The 50 or so kids and a handful of parents paid little mind to the fireworks booming across north Minneapolis during football practice one evening last week at Jordan Park.
But as a car slowly turned the corner, blasts of gunfire reverberated across the field. Bullets pinged off the posts above children ages 5 to 14 who took cover while their coaches shielded them with their bodies. A woman prayed and cried.
"I could hear the bullets whizzing over my head," a shaken but steeled Carrie Heinrich said in a Facebook video that went live barely two hours later, which has been viewed more than 1.5 million times since the incident.
"The worst feeling as a parent," Heinrich said, "was seeing my kid out in the middle of an open field with bullets flying and not being able to get to him."
In an especially violent day amid skyrocketing gun violence since George Floyd's May 25 death at the hands of Minneapolis police, nine people were shot across the city on June 22. Another two were stabbed, and one of them didn't survive.
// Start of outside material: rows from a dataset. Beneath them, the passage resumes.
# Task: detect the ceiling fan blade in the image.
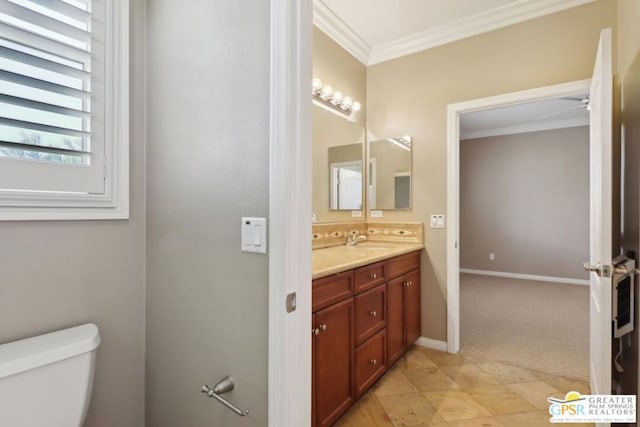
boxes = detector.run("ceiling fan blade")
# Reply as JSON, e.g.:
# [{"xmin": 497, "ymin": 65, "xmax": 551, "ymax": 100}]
[{"xmin": 537, "ymin": 105, "xmax": 586, "ymax": 120}]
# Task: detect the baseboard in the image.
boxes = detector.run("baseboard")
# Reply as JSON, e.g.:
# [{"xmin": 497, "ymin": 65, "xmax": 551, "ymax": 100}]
[
  {"xmin": 415, "ymin": 336, "xmax": 448, "ymax": 352},
  {"xmin": 460, "ymin": 268, "xmax": 589, "ymax": 286}
]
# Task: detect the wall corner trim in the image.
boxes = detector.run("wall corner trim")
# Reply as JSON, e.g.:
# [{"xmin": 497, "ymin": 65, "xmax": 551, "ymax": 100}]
[
  {"xmin": 367, "ymin": 0, "xmax": 598, "ymax": 65},
  {"xmin": 312, "ymin": 0, "xmax": 370, "ymax": 65},
  {"xmin": 415, "ymin": 337, "xmax": 448, "ymax": 353}
]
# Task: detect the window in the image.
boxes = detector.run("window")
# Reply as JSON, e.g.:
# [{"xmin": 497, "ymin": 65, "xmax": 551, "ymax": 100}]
[{"xmin": 0, "ymin": 0, "xmax": 129, "ymax": 220}]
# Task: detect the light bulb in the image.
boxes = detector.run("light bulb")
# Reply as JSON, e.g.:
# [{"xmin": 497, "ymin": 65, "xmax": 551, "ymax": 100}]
[
  {"xmin": 312, "ymin": 78, "xmax": 322, "ymax": 94},
  {"xmin": 351, "ymin": 101, "xmax": 361, "ymax": 112},
  {"xmin": 331, "ymin": 91, "xmax": 343, "ymax": 105},
  {"xmin": 341, "ymin": 96, "xmax": 353, "ymax": 110},
  {"xmin": 320, "ymin": 85, "xmax": 333, "ymax": 100}
]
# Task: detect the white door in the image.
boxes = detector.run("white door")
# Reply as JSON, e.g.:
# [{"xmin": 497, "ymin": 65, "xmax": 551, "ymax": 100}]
[{"xmin": 586, "ymin": 28, "xmax": 613, "ymax": 399}]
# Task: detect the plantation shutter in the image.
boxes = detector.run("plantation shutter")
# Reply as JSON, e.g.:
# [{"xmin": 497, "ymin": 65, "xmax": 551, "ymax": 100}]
[{"xmin": 0, "ymin": 0, "xmax": 106, "ymax": 194}]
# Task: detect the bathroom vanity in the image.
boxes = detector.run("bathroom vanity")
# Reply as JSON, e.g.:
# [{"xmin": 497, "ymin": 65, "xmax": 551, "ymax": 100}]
[{"xmin": 311, "ymin": 242, "xmax": 422, "ymax": 427}]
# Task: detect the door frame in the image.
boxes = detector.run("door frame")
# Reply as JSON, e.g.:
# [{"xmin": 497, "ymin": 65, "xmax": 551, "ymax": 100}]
[
  {"xmin": 268, "ymin": 1, "xmax": 312, "ymax": 426},
  {"xmin": 446, "ymin": 79, "xmax": 592, "ymax": 353}
]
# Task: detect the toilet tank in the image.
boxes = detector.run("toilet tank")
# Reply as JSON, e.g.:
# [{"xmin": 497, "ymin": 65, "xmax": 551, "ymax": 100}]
[{"xmin": 0, "ymin": 324, "xmax": 101, "ymax": 427}]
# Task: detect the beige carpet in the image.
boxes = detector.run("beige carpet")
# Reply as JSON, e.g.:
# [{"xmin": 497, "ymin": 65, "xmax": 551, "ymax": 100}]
[{"xmin": 460, "ymin": 273, "xmax": 589, "ymax": 381}]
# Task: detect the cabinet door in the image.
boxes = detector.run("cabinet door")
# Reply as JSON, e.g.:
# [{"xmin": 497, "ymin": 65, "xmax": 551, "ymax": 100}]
[
  {"xmin": 312, "ymin": 313, "xmax": 316, "ymax": 427},
  {"xmin": 405, "ymin": 269, "xmax": 421, "ymax": 347},
  {"xmin": 387, "ymin": 276, "xmax": 405, "ymax": 366},
  {"xmin": 315, "ymin": 298, "xmax": 355, "ymax": 427}
]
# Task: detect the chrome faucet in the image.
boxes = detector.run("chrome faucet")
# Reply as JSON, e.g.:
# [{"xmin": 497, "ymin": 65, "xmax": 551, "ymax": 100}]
[{"xmin": 346, "ymin": 234, "xmax": 367, "ymax": 246}]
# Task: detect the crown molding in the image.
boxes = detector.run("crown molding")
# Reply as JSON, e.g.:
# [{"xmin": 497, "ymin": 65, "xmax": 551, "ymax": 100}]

The park shooting prompted Police Chief Medaria Arradondo to pledge Wednesday that "our children must be protected, and those who would dare to bring harm their way must be held accountable."
The shooting could have been much worse. Gunfire sprayed from one moving vehicle to another over the heads of youngsters, coaches and parents during practice that day. The adults swooped up the kids, hustled them into vehicles and spared the innocent from being wounded or worse.
From there, multiple vehicles took everyone to coach Melvin Thompson's home a few minutes' drive away.